Recognizing these challenges, the development and adherence to standardized protocols are critically important. Practical guidelines for formalin fixation and tissue processing have been meticulously crafted for diagnostic immunohistochemistry, emphasizing their role in achieving consistent, high-quality results essential for accurate pathological diagnoses [3]. Simultaneously, research actively seeks to innovate beyond traditional methods. Comparative studies evaluate various fixative solutions for tissues like the liver and spleen, aiming to identify less toxic or more effective alternatives to conventional formalin. These efforts prioritize maintaining cellular architecture and antigenicity, seeking to enhance both the safety and efficacy of histological examination methods [4].
The influence of preparation techniques extends profoundly into specialized research areas. For human brain tissue, variables such as post-mortem delay and the choice of fixation methods are known to significantly affect morphology and protein expression. Understanding and controlling these factors is paramount for neurodegenerative disease research, where tissue integrity is a prerequisite for reliable scientific findings [5]. Similarly, in infectious disease diagnostics, optimizing fixation protocols is absolutely crucial. Investigations into detecting Chlamydia trachomatis elementary bodies in various sample types highlight how proper preservation of microbial structures directly enables accurate identification and analysis, underscoring fixation's critical role in public health [9].
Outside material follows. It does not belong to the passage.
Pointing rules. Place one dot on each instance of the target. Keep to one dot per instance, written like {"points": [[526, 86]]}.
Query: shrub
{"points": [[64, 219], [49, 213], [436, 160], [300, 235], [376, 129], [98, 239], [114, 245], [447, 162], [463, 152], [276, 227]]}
Modern advancements in tissue processing encompass both specialized preservation methods and workflow optimizations. Cryofixation, for instance, provides a superior alternative for electron microscopy, allowing biological samples to be rapidly frozen. This technique preserves cellular structures in a near-native state, effectively bypassing artifacts commonly introduced by chemical fixatives and dehydrating agents [6]. Parallel to this, robust and standardized workflows are essential for high-dimensional immunophenotyping using techniques like flow cytometry. These workflows, including meticulous cell preparation and fixation, are indispensable for ensuring cell viability and antigen preservation, crucial for accurate analysis of complex immune cell populations [7]. Furthermore, technological innovations such as microwave-assisted tissue processing and fixation are significantly accelerating laboratory procedures. This approach not only improves diagnostic turnaround times but also diligently maintains tissue quality, marking a significant advancement in routine pathology practices by boosting efficiency without compromising integrity [10].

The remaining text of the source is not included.